Pour Christian, les Iraniens aspirent au changement, mais pas à n’importe quel prix :« Tout est mieux qu’un régime des mollahs et qu’une république islamique. Mais les Iraniens ne vont pas accepter un changement de régime à n’importe quelle condition. Ils craignent que les Occidentaux veuillent simplement mettre la main sur les richesses du pays. » Et d’ajouter, lucide : « Il y a déjà des rumeurs de démantèlement du pays — république kurde, baloutche, arabe… Ça fait très, très peur aux Iraniens.
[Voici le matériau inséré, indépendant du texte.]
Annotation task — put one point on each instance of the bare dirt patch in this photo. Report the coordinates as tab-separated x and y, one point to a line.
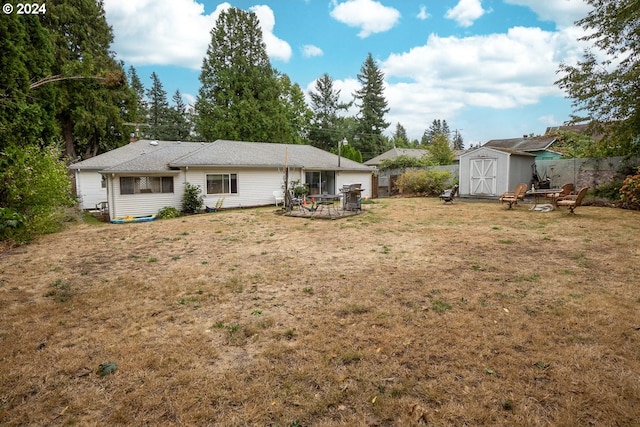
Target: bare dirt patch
412	313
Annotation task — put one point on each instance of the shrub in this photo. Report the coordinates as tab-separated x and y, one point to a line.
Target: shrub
34	183
168	212
10	222
630	191
428	182
192	201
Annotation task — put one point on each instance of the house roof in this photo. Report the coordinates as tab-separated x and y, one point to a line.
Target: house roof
395	152
162	156
262	154
531	143
502	150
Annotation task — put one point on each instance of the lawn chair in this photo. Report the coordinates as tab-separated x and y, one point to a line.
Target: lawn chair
448	195
512	197
573	201
566	190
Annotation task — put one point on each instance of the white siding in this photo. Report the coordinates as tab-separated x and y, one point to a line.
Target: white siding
89	189
142	204
255	188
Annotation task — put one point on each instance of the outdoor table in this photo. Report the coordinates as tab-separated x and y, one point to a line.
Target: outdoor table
541	193
318	201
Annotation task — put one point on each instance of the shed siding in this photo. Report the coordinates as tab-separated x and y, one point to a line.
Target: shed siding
89	188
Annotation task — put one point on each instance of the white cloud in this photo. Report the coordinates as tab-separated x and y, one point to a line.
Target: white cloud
310	50
563	13
443	77
176	32
276	48
423	14
466	12
370	16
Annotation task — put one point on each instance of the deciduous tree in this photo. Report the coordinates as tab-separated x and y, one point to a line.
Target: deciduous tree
606	91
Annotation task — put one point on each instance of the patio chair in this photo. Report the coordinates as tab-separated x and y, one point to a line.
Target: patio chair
512	197
573	201
448	195
566	190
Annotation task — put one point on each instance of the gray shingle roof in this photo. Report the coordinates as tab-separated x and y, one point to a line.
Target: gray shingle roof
260	154
533	143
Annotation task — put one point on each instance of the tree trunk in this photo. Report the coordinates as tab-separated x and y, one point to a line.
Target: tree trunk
67	135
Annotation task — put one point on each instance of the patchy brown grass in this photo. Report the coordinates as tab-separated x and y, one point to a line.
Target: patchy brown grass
413	313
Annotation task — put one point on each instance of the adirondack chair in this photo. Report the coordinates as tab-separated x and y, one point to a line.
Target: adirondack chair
512	197
573	201
448	195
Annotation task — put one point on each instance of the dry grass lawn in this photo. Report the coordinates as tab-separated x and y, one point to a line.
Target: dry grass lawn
412	313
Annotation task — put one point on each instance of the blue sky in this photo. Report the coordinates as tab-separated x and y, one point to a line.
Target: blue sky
485	66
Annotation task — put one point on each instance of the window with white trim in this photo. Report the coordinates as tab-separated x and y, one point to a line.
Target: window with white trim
222	183
146	184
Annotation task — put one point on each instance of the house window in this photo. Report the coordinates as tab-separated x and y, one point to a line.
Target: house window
222	183
146	184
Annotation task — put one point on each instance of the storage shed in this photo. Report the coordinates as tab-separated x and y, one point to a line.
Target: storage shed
489	172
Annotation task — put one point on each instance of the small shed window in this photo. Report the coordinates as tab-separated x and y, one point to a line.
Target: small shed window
146	184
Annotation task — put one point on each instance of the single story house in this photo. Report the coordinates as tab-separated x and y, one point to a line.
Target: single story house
144	176
418	153
540	146
490	172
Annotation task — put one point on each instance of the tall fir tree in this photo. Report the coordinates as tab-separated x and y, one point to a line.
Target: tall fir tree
437	127
93	97
158	109
179	126
27	116
400	138
239	97
604	94
140	114
326	125
373	107
297	111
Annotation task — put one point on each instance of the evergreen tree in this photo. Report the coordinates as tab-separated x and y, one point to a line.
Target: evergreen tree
140	114
438	127
179	128
26	55
400	138
240	95
458	142
607	94
93	97
297	112
440	152
158	110
326	124
373	107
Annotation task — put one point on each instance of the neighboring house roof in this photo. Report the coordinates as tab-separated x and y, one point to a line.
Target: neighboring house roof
164	156
395	152
531	143
502	150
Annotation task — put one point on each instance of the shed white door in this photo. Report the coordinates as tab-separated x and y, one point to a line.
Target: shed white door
483	176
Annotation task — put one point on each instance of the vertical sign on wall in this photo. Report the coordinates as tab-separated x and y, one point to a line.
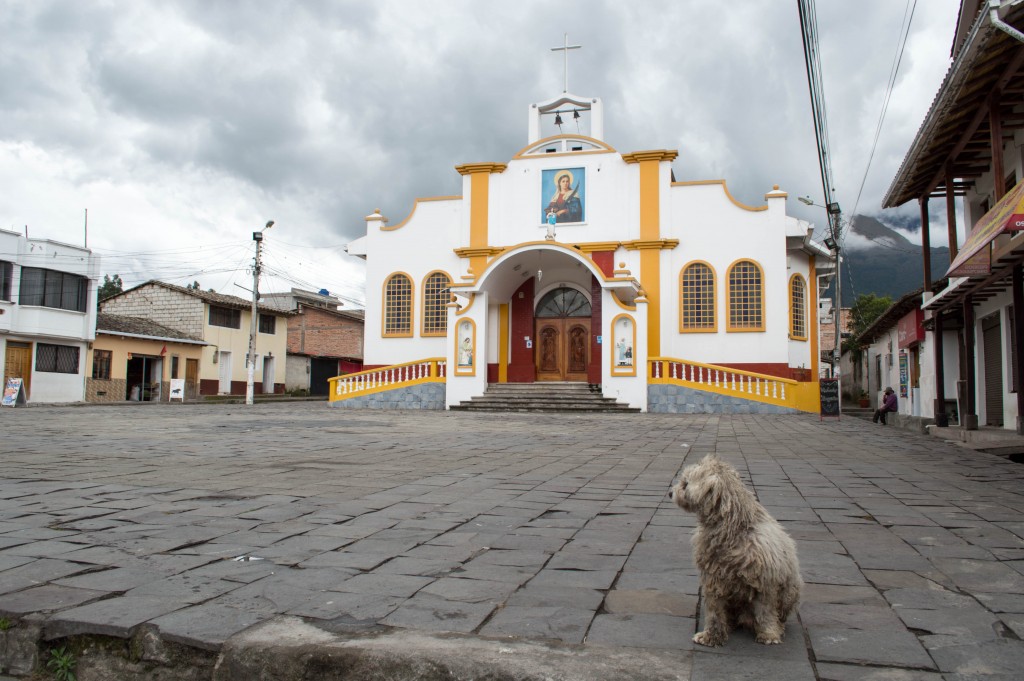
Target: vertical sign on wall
13	392
904	374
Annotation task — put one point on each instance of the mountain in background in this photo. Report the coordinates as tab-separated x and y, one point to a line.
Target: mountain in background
888	265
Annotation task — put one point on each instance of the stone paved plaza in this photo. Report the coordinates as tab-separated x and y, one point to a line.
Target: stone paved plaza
199	524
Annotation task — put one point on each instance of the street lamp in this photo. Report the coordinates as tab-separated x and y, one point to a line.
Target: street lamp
251	357
833	244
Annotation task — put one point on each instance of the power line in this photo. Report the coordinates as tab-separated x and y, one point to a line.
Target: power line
897	59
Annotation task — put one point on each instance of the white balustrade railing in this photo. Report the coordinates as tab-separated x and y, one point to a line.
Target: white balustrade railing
395	376
723	379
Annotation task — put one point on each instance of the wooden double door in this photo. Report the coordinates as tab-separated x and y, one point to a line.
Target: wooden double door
17	364
562	350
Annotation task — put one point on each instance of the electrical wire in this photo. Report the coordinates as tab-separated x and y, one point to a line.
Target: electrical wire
893	73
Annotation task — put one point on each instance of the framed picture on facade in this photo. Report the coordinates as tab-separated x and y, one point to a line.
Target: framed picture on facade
623	347
563	196
465	350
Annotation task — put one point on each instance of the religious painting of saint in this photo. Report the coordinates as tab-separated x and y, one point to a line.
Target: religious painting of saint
562	195
464	348
622	351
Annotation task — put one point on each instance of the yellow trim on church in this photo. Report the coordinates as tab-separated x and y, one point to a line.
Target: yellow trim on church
725	188
416	203
650	245
657	155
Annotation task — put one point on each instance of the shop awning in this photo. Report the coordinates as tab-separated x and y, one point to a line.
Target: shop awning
1006	216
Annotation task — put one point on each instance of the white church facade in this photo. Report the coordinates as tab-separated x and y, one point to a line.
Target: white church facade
574	262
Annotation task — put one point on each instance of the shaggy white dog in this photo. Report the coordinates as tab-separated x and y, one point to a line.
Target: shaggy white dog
750	575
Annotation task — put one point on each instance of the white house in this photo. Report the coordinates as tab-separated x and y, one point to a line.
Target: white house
47	315
572	261
969	147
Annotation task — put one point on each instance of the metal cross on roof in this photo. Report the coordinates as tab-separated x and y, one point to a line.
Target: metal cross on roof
565	53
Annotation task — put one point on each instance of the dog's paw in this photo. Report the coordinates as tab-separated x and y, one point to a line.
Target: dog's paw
768	639
704	638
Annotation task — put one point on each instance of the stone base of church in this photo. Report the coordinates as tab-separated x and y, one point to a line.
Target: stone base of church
677	399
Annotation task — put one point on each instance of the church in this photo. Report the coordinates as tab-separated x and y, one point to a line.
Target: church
571	261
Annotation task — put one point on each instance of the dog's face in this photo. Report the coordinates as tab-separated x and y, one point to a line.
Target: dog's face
691	491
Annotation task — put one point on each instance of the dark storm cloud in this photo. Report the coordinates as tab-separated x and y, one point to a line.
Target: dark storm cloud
317	113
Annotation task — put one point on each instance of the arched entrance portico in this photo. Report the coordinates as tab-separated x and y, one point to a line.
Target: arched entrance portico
541	316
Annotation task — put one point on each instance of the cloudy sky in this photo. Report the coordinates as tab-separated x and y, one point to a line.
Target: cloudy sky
182	126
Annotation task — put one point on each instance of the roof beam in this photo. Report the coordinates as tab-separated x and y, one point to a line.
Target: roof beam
980	115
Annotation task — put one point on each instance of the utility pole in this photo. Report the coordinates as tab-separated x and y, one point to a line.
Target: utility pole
251	357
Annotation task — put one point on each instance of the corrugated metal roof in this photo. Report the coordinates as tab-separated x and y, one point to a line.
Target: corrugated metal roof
134	326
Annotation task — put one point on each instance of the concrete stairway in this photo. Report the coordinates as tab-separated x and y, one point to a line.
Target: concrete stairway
546	396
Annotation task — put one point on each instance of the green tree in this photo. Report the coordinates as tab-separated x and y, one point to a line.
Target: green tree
110	287
864	311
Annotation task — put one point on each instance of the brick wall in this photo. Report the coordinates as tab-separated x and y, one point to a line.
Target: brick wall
323	334
171	308
114	390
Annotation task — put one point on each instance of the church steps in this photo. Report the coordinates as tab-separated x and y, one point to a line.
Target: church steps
547	396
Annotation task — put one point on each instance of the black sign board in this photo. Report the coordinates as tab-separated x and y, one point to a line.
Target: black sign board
828	390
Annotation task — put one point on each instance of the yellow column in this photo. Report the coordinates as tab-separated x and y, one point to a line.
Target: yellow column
479	198
812	315
650	231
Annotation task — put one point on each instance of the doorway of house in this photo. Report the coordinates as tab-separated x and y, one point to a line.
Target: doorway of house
267	376
17	364
562	333
192	378
143	378
321	371
225	373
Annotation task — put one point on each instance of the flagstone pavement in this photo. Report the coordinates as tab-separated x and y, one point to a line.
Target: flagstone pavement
201	525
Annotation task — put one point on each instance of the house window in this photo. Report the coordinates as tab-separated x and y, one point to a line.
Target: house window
745	297
101	365
48	288
6	279
435	299
798	308
225	316
697	298
56	358
398	305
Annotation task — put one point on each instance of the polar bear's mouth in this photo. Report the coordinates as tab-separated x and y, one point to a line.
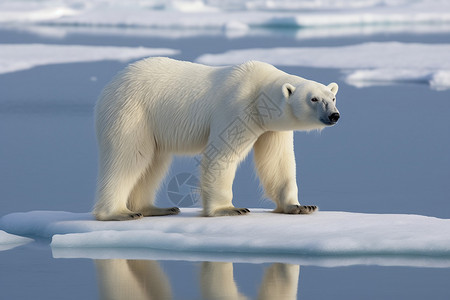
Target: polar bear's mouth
331	119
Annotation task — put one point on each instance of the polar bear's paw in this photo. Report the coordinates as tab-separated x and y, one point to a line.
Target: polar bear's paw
300	209
156	211
229	211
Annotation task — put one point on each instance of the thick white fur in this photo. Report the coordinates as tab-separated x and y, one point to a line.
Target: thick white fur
158	107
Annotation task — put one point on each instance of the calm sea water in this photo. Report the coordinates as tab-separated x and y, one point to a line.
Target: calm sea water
390	153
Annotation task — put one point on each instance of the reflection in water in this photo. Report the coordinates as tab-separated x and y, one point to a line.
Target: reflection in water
144	279
131	279
280	282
Le risque, c’est de les voir faire front commun, par patriotisme, s’ils perçoivent une tentative de mise sous tutelle. » et de rejeter toute révolution, de faire front aux côtés de ceux qu’ils détestent afin de ne pas sombrer dans l'anarchie telle que leur voisin irakien l'a connu après la chute du Président Saddam Hussein. (2003).
Christian Pahlavi évoque enfin une possibilité qui, selon lui, n’est pas à exclure : « Je ne serais pas étonné que les Russes ou les Chinois voient d’un bon œil un coup d’État militaire d’un jeune officier de l’Artesh — L'armée de la république islamique d'Iran , beaucoup moins idéologisée, moins corrompue [que les Gardiens de la Révolution-ndlr]. Il pourrait se présenter aux Iraniens comme un nationaliste, un moderniste… même s’il devenait un pion de Moscou ou de Pékin. ». La Russie et la Chine sont des alliés de Téhéran, rentré récemment dans les BRICS, mais tout porte à croire qu’ils ne bougeront pas en cas d’intervention américaine.
Les paroles de Christian et Pierre Pahlavi témoignent d’un attachement profond à une vision monarchique de l’Iran — non comme un retour au passé, mais comme une clef pour l’avenir. Leur mise en garde est claire : pas de restauration crédible sans souveraineté, ni sans démocratie.